I realise I'm being somewhat unfair. I know that the 'estimated reading time' widgets that seem increasingly prevalent on blogs and reading apps are not intended to make us feel clever or stupid. Clearly the idea is to help us assess whether we have time to read the piece, a friendly little device to indicate whether we should read now or bookmark.
So I've been trying to work out why the words 'estimated reading time' make me so bloody angry. Why my reaction on encountering them is quite so visceral and intemperate.
Respect for the reader
It's partly, I think, because as I note above, one immediately feels under pressure to get the thing read within the suggested timeframe. I know it's just an estimate, but it feels prescriptive.
We all know from experience that people read in radically different ways, at very different speeds. The 'estimated time' note assumes that we'll read through the piece in a linear fashion, starting at the top and processing a certain number of words every ten seconds or so.
Well, when I open a blog post I'll look at the title, scroll to the bottom, perhaps read a comment or two before I've read the post, then scroll up and look at any pictures, read maybe a couple of paragraphs at random places, then perhaps scroll to the bottom again and read the final paragraph. Then, and only then, will I scroll to the top and start reading in a 'normal' fashion. Sometimes I'll even start from the bottom and read upwards. All that sounds very odd, but that's how I do it, and I'm sure others do strange things as well. If I'm interested in the post I'll be a very slow reader, reading each sentence two or three times.

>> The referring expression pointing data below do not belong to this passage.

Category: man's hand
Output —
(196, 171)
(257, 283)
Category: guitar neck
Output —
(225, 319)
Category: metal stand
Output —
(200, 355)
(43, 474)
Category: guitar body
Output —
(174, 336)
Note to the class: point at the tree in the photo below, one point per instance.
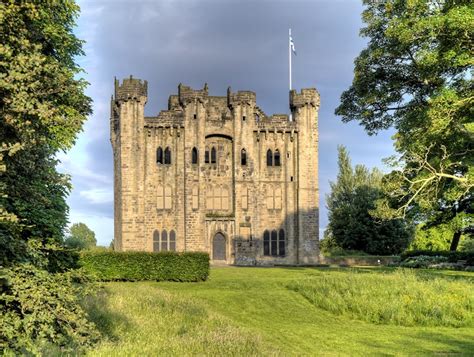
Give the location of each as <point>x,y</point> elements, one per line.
<point>352,198</point>
<point>43,107</point>
<point>80,237</point>
<point>415,76</point>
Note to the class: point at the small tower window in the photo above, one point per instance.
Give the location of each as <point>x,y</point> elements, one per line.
<point>266,243</point>
<point>269,158</point>
<point>277,158</point>
<point>172,241</point>
<point>159,155</point>
<point>243,157</point>
<point>213,155</point>
<point>167,156</point>
<point>194,156</point>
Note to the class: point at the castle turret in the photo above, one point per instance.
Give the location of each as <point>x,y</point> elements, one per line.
<point>304,107</point>
<point>127,136</point>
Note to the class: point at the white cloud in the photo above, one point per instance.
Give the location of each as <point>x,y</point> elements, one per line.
<point>98,195</point>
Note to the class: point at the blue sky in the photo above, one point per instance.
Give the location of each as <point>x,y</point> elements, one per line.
<point>240,43</point>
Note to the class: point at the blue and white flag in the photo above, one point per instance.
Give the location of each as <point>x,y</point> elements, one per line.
<point>292,45</point>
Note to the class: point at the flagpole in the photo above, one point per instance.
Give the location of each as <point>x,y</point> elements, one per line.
<point>289,54</point>
<point>289,63</point>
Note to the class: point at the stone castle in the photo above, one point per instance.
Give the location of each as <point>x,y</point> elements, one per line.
<point>216,174</point>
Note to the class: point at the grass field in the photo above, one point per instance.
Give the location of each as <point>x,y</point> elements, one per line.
<point>258,311</point>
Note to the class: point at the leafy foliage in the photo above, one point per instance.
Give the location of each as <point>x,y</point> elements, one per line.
<point>351,226</point>
<point>39,309</point>
<point>453,257</point>
<point>137,266</point>
<point>399,298</point>
<point>416,75</point>
<point>43,107</point>
<point>80,237</point>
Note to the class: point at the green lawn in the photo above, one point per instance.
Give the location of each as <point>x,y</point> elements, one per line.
<point>252,311</point>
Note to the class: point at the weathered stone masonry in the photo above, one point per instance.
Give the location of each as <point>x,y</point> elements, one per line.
<point>216,174</point>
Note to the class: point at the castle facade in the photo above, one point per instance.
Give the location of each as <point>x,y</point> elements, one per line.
<point>216,174</point>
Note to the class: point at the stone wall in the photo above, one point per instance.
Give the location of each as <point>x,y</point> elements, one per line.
<point>197,200</point>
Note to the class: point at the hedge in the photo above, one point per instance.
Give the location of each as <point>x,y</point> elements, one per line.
<point>137,266</point>
<point>453,257</point>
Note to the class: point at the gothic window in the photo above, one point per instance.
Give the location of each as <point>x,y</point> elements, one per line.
<point>160,203</point>
<point>159,155</point>
<point>245,198</point>
<point>225,198</point>
<point>277,198</point>
<point>281,243</point>
<point>277,158</point>
<point>243,157</point>
<point>213,155</point>
<point>209,198</point>
<point>168,197</point>
<point>269,158</point>
<point>270,193</point>
<point>156,241</point>
<point>266,243</point>
<point>195,197</point>
<point>164,241</point>
<point>194,156</point>
<point>172,247</point>
<point>167,156</point>
<point>274,244</point>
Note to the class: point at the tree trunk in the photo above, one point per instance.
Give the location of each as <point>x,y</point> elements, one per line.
<point>455,241</point>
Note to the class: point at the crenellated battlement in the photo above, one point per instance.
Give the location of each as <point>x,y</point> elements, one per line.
<point>307,96</point>
<point>131,88</point>
<point>187,94</point>
<point>241,97</point>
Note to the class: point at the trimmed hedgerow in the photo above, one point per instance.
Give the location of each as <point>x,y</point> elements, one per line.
<point>452,257</point>
<point>137,266</point>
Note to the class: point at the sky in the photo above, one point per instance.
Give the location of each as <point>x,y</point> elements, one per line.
<point>237,43</point>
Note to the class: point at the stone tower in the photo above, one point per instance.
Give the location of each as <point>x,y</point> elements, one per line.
<point>216,174</point>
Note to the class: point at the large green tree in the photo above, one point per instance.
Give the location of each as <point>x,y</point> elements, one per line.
<point>351,225</point>
<point>42,109</point>
<point>81,237</point>
<point>416,75</point>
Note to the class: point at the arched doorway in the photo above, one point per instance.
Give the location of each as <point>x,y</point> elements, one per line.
<point>219,247</point>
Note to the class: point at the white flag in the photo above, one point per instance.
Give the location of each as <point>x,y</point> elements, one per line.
<point>292,45</point>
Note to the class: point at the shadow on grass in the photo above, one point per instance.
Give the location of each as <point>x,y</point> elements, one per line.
<point>100,313</point>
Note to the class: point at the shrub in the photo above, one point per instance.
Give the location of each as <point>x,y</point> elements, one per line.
<point>399,298</point>
<point>136,266</point>
<point>423,261</point>
<point>452,257</point>
<point>40,310</point>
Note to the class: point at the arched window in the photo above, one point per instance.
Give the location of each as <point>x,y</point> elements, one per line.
<point>225,199</point>
<point>281,243</point>
<point>160,198</point>
<point>164,241</point>
<point>159,155</point>
<point>274,244</point>
<point>172,241</point>
<point>156,241</point>
<point>269,158</point>
<point>168,197</point>
<point>266,243</point>
<point>243,157</point>
<point>194,156</point>
<point>277,158</point>
<point>213,155</point>
<point>167,156</point>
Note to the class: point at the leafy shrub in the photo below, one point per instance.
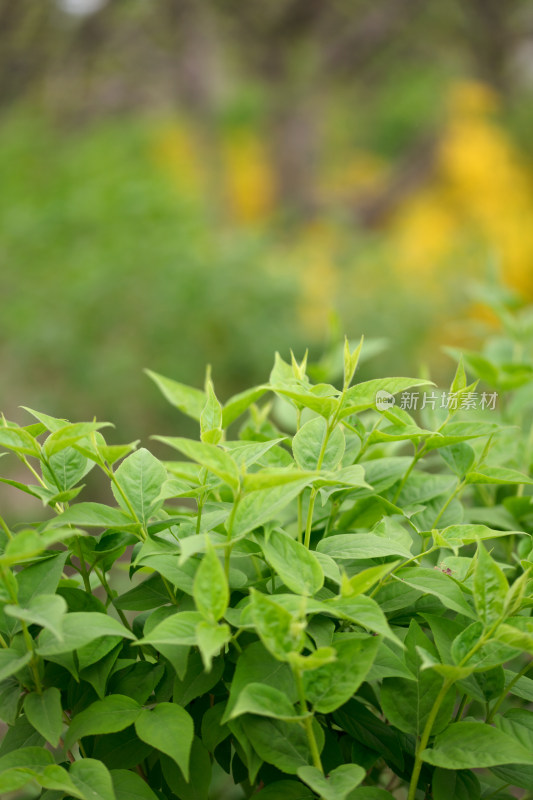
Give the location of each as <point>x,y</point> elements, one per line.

And despite all that I suppose I still count as a 'normal' reader: I'm fortunate in having no reading disabilities and, as an English speaker, in being able to read a lot of web content in my first language. I wonder how people with disabilities and international readers feel about 'estimated times'.
So there's the issue of respect for the reader: don't assume we will all read the post in the same way, and have the same reading capability.
Respect for the writer
There's also the issue of respect for the writer. Putting a 'estimated time' label by the piece attempts to quantify the item's worth in terms of the amount of time it takes to read. The subliminal message is: 'I know you are a terribly busy person and I'm awfully grateful you've condescended to patronise my little blog so I promise that it will only take five minutes of your precious time to read this before you can go on your way again and resume your productive life.'
As you'll have gathered I'm not keen on that simpering abasement to the philistine 'time-is-money-just-tell-me-what-I-need-to-know' attitude. Writers deserve more respect than that. The reader should trust the writer regarding the appropriate length of the piece, which should be as long as need be: 200 or 2000 words.
When I read something I consider worthwhile I don't find myself wishing it were a bit shorter or longer: the attentive reader is fully engaged by the words and the experience is absorbing, seamless. A good writer persuades me that it's my fault that when my attention slips: it's up to me to make the effort to be alert to and follow the intricacies of the narrative. Can you imagine a novelist prefacing their book with a note informing us that 'This will take approximate five days to read.' I know the comparison is a little extreme but the principle is exactly the same. If I visit someone's blog I will make my own assessment as to whether I want to read it, and, if so, will submit to the writer's judgement regarding the length of the post.
That's it, I'm finished. Sorry: if you're normal that's three-and-a-half minutes of your life you won't get back.